Costeando Fuerteventura
El barco era un verdadero corral. Gallinas, corderos, perros, camellos, todos amontonados en gran desorden, gritando, piando, bramando desaforadamente hasta que el mareo acabó por mandar a callar a toda la manada. Pronto navegábamos costeando las orillas volcánicas de Pozo Negro; después, doblando la Punta de Jacomar fuimos a fondear en la bahía de Gran Tarajal, donde el patrón tenía que recoger más pasajeros. Yo no esperaba semejante refuerzo; había que acomodar a bordo de un pequeño barco de sesenta toneladas, ya demasiado repleto, a una veintena de pobres familias que retornaban a Gran Canaria. En ese grupo había varios niños de pecho cuyos llantos parecía que nunca iban a terminar. Y para completar aquella barahúnda, los animales, que olfateaban la tierra desde que se echó el ancla, reanudaron el nuevo concierto.

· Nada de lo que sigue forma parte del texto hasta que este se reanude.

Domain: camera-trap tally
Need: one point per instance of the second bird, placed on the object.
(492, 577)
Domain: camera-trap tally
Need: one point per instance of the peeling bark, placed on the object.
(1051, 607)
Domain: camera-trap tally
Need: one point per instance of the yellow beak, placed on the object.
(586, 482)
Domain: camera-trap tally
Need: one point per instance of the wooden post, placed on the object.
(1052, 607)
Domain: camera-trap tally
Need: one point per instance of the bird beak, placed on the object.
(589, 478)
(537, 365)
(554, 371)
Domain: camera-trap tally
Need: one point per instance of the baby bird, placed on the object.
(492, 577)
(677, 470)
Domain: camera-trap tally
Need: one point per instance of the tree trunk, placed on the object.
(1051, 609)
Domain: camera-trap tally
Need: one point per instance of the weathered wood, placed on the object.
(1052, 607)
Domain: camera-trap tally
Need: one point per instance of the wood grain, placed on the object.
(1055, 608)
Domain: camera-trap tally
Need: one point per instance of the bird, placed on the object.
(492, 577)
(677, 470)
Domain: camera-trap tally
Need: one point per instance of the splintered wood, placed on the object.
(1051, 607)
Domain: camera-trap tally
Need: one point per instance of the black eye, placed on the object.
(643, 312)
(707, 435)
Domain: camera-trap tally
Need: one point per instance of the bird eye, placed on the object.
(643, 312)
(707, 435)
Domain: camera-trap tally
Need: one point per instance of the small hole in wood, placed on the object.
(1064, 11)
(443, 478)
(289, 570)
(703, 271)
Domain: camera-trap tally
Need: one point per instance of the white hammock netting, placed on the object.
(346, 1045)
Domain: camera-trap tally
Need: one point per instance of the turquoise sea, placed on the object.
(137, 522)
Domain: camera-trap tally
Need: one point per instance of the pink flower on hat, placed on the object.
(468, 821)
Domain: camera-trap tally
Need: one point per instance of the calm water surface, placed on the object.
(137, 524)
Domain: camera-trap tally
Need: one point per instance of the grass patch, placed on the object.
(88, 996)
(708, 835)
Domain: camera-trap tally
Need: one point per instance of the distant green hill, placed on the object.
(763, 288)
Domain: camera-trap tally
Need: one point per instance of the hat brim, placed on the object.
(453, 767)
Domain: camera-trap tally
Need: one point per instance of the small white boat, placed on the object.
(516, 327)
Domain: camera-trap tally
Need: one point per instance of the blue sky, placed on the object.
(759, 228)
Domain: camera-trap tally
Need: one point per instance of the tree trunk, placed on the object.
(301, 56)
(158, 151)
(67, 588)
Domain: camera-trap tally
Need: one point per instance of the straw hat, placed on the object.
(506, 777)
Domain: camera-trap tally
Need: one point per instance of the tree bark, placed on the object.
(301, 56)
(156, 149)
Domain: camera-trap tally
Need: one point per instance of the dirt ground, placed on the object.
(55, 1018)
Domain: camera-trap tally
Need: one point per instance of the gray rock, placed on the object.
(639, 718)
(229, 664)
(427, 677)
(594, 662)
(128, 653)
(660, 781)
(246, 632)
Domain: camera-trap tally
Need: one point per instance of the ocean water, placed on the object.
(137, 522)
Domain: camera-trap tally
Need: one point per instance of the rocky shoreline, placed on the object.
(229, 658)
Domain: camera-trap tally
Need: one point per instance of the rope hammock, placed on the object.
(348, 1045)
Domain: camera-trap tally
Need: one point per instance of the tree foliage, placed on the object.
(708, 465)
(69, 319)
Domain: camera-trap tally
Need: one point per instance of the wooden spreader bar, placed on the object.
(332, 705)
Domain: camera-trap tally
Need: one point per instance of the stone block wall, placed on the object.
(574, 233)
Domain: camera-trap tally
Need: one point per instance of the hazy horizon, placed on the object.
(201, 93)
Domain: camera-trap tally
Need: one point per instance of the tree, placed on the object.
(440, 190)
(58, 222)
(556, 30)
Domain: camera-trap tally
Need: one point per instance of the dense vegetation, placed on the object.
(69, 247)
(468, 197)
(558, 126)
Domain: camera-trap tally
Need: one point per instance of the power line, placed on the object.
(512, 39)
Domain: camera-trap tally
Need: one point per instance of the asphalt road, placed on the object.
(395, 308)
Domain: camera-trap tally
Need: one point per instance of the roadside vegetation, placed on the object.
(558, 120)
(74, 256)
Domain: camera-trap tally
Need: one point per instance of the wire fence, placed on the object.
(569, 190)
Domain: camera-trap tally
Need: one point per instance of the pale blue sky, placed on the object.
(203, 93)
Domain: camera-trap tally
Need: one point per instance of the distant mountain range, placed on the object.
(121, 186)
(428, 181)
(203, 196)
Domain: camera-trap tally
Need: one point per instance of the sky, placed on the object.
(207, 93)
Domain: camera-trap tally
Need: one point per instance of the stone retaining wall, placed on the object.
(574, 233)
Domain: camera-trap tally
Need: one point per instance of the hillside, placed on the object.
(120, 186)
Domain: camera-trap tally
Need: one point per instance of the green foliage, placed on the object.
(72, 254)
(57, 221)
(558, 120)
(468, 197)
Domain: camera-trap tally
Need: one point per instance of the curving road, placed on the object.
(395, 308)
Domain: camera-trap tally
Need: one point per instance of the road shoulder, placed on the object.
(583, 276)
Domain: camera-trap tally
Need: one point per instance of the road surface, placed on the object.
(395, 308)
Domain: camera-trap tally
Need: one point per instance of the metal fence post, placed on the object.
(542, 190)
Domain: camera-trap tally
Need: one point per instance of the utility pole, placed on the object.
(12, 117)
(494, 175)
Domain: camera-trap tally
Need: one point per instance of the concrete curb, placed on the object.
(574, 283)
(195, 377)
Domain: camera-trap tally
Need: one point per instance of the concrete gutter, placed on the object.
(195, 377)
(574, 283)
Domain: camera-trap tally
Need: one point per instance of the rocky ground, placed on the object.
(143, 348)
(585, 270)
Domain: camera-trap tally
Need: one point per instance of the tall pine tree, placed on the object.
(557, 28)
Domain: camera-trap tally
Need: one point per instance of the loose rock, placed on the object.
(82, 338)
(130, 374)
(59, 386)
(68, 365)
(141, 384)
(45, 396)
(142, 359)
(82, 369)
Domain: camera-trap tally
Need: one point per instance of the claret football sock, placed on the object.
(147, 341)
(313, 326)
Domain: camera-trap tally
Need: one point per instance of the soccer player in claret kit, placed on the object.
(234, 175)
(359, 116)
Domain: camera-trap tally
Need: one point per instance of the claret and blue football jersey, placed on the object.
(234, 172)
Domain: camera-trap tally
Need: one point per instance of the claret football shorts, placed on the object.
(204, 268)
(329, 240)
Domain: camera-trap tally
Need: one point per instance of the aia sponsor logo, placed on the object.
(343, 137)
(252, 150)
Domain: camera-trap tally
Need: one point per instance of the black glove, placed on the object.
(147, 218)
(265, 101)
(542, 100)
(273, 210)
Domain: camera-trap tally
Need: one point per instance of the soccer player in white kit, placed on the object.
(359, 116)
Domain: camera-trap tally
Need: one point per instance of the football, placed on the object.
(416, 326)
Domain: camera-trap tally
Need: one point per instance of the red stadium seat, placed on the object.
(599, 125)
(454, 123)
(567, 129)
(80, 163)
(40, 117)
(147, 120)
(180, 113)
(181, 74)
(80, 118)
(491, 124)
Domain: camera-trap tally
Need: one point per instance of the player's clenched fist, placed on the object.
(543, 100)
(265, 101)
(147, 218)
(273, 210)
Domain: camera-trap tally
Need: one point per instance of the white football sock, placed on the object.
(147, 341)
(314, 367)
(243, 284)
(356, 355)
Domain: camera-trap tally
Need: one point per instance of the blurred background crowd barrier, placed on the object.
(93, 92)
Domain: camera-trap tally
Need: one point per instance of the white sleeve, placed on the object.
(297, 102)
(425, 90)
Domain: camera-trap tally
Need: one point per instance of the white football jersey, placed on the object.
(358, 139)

Al atardecer nos hicimos a la vela y el Sévère, a favor de un buen viento, navegaba a lo largo de la península de Jandía, que lamentamos no haber explorado: Fuerteventura aparecía distinta; ahora las costas no se veían bajas y uniformes. Costeamos un paraje de altos cerros que se precipitan sobre el litoral en contrafuertes abruptos. A la puesta del sol refrescó el viento: doblamos la Punta de Jandía, la más occidental de la isla, y a medida que dejábamos el abrigo de la tierra, el mar y el viento parecían haberse conjurado contra nosotros. No tardó en estallar con furia la borrasca; el horizonte se anunciaba amenazador y la oscuridad de la noche hacía la escena todavía más terrible. Fuertes ráfagas, que acostaban el barco sobre las olas, originaban a bordo un espantoso desorden. Las olas barrían la cubierta; los pasajeros, refugiados en la bodega, se mezclaban con los animales, que no podían ser dominados. Aquello era una espantosa batahola de lamentos y alaridos dominados a intervalos por el fragor de la tempestad. Cada cual buscaba un rincón del barco donde refugiarse: las mujeres y los niños estaban acurrucados en la cámara, y los camellos, a los que se había inmovilizado a la fuerza de amarras, permanecían echados recibiendo sobre el lomo toda la fuerza de la borrasca.